There is a curious progression in this passage. Christians sometimes don't see the connections, but they are there.
This is an often-quoted passage. Not so often noted, however, are the steps of forgiveness. After the sin, comes the rebuke. Most of us don't have the faith and courage to do this—and Jesus knows this. We just "forgive and forget" - with the result that our brother has no motivation to reform. We must rebuke. Then repentance can come. If we will not rebuke, we have failed our brother, and have refused to follow the command of our Lord.
Note, too, that repentance must be had. The object is to restore the brother to a right relationship to God and the church. If there is no repentance, this relationship cannot be restored.
The disciples' reaction
It seems disconnected, somehow, for the disciples to ask Jesus to increase their faith. It's as if Luke had mixed up his note cards in preparing this section. But this is not so. The disciples clearly understood the problem. The brother offends; I rebuke—and what if he gets angry and doesn't repent? Then what a fix I'm in! He'll tell me I'm judgmental; he'll tell me I'm unforgiving and not a very good Christian; he'll tell me I didn't understand that he had a right to do that. To step out against that human reaction is not normal; it is an act of faith. Jesus tells you to do it; you must step out on faith—rebuke, see repentance and forgive. It is risky business, that.

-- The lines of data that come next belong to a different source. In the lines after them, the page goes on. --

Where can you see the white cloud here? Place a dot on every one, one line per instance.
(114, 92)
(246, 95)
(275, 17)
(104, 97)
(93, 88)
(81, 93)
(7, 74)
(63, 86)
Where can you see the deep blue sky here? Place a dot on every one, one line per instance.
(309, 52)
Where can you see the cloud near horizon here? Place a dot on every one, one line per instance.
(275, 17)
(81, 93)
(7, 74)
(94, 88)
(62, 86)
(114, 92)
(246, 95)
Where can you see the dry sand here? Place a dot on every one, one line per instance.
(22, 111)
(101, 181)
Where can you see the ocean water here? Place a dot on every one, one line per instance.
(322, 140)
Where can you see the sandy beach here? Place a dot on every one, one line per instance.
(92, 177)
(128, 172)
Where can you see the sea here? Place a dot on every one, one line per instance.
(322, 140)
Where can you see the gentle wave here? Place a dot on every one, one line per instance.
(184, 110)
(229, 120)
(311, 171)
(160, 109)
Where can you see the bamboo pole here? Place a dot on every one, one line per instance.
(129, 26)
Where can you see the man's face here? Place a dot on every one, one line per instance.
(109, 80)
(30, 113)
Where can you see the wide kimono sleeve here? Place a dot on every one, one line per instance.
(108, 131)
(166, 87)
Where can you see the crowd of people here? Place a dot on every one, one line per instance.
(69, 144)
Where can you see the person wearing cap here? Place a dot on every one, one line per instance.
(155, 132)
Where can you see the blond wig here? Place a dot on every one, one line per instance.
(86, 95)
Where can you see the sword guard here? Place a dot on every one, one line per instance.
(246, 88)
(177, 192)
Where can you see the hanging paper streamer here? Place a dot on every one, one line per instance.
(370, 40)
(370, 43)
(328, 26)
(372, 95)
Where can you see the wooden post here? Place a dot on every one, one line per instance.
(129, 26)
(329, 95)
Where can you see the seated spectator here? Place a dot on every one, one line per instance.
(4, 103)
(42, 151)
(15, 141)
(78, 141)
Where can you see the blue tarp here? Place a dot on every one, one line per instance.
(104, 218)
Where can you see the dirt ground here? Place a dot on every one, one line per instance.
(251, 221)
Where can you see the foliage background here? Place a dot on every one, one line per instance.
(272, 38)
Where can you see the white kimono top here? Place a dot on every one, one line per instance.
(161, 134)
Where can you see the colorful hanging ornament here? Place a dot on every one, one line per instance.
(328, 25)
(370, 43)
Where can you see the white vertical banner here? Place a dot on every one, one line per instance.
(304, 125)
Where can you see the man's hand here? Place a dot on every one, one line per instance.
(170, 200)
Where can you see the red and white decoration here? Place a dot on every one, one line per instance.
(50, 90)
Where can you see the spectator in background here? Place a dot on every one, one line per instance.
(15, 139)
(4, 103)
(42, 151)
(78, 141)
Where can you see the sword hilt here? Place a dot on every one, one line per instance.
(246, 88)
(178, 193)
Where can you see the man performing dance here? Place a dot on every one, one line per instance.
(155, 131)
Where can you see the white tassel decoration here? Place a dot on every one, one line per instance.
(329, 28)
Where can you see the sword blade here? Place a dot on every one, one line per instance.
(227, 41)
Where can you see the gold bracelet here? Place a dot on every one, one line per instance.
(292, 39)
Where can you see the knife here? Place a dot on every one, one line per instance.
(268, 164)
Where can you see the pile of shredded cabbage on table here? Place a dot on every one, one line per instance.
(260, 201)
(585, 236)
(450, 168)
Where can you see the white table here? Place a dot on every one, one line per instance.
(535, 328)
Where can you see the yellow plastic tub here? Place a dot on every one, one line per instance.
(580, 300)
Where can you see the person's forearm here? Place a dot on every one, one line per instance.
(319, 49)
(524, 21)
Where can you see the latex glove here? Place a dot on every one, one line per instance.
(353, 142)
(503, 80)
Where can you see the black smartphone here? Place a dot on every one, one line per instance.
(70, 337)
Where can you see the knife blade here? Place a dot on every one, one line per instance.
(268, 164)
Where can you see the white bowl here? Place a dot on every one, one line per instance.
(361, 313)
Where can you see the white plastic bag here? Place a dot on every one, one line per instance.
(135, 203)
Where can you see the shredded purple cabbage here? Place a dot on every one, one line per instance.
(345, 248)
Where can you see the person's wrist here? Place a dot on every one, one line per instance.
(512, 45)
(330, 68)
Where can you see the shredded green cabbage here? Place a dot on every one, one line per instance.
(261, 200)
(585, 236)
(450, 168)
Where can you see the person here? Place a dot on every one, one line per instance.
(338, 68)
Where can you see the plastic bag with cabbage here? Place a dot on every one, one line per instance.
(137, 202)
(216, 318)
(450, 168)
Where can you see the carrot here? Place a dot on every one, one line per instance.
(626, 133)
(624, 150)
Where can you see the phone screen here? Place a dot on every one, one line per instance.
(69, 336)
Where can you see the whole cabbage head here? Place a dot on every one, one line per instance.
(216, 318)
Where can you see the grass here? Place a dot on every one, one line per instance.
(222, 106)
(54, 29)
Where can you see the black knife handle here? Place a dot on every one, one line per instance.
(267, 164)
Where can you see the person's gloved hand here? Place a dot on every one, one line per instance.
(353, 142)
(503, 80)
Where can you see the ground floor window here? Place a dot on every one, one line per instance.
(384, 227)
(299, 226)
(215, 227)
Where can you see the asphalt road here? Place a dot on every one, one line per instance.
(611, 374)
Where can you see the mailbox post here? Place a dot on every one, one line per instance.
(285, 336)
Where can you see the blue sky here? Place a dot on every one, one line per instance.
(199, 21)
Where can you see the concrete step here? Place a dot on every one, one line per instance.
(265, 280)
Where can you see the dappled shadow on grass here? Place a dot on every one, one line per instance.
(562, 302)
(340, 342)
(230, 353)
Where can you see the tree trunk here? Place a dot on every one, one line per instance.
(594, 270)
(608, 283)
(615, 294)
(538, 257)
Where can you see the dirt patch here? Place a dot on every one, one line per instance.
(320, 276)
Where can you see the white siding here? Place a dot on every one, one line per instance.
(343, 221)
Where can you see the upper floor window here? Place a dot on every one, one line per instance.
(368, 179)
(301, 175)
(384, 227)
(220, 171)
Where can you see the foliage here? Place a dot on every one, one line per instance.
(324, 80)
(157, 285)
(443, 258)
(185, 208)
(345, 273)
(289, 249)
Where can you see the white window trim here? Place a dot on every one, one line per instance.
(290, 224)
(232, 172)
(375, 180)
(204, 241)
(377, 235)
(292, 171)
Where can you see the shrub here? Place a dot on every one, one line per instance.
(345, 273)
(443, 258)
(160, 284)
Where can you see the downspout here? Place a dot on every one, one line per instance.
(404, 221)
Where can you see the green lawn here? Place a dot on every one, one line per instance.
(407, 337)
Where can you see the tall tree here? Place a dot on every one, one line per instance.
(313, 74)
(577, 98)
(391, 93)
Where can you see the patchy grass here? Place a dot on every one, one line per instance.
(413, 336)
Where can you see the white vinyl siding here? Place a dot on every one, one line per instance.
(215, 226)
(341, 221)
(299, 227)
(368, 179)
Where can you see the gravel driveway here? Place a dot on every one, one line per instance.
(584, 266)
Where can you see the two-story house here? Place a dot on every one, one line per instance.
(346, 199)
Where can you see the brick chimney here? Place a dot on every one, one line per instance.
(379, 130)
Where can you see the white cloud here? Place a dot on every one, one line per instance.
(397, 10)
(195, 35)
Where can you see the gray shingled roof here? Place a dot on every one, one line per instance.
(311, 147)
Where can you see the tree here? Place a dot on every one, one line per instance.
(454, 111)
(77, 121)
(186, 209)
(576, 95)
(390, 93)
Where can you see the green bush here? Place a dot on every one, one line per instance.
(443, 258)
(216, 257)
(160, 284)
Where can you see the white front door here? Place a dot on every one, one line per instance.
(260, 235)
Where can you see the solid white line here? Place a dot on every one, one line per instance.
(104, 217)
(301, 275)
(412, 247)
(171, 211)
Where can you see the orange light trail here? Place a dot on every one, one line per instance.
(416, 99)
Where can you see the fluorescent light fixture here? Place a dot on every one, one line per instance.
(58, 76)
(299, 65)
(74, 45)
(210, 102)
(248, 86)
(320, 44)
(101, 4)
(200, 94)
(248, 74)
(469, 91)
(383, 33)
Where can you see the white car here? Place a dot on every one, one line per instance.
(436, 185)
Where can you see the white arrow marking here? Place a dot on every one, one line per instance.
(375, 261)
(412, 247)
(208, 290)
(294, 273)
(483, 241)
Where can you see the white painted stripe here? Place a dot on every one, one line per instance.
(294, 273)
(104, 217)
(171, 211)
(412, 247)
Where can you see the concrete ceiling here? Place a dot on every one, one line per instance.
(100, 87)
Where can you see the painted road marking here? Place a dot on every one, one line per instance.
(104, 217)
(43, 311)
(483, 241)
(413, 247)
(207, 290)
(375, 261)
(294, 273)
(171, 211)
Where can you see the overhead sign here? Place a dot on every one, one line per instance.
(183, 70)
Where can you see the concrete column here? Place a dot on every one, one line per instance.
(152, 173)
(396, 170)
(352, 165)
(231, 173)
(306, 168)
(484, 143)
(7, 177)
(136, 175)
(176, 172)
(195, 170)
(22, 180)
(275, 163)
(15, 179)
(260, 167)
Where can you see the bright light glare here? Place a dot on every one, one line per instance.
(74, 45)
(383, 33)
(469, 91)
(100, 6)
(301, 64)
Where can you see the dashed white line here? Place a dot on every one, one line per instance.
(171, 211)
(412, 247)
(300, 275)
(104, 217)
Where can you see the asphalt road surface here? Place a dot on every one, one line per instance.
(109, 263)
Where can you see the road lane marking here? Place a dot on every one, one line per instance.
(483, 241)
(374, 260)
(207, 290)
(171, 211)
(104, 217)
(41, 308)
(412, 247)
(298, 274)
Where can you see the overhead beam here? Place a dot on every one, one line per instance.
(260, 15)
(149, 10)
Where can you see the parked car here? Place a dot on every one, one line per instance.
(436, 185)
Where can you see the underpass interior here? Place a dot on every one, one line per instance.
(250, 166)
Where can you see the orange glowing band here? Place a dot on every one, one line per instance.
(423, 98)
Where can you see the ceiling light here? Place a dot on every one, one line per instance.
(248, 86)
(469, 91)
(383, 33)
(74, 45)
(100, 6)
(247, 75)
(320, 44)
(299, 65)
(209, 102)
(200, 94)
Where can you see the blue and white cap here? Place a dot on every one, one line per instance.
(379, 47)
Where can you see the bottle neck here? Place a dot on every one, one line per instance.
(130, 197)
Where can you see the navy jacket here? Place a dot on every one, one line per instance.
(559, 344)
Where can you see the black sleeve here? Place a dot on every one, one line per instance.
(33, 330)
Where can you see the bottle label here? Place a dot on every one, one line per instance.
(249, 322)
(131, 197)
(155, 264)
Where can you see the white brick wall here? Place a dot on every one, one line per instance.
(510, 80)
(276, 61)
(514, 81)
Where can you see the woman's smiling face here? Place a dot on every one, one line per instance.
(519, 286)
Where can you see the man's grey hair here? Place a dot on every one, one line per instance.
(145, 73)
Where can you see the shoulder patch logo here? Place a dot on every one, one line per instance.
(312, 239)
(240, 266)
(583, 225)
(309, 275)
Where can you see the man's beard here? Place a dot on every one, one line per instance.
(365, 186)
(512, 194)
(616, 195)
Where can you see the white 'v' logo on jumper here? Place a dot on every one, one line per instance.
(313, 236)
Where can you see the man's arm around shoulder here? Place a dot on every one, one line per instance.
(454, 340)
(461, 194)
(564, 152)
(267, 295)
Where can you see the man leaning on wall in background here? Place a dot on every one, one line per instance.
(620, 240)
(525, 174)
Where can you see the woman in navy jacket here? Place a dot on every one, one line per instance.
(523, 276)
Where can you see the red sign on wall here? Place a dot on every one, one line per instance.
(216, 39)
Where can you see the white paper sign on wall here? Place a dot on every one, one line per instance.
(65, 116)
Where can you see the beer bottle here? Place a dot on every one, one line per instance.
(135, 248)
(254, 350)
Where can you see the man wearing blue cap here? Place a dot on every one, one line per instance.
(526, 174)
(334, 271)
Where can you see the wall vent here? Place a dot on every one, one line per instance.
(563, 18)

Our Lord makes clear that the starting point for this is just that: a starting point. Most of us won't do this the first time. But if we do—and do it in faith—God will increase that faith, just as naturally as the tiny seed grows into this large plant. But there is a danger in that, too.
Who owes what?
There is a temptation here to forgive (often without rebuke or repentance) and then tell God that (having forgiven) He is now in our debt. We feel that forgiveness racks up celestial brownie points. It is not so.
Christ reminds us that rebuke and forgiveness are the obligations of a disciple. They are not optional, for our own forgiveness depends upon them. It is a requirement, not an option. We are saved by grace, not by our forgiving others.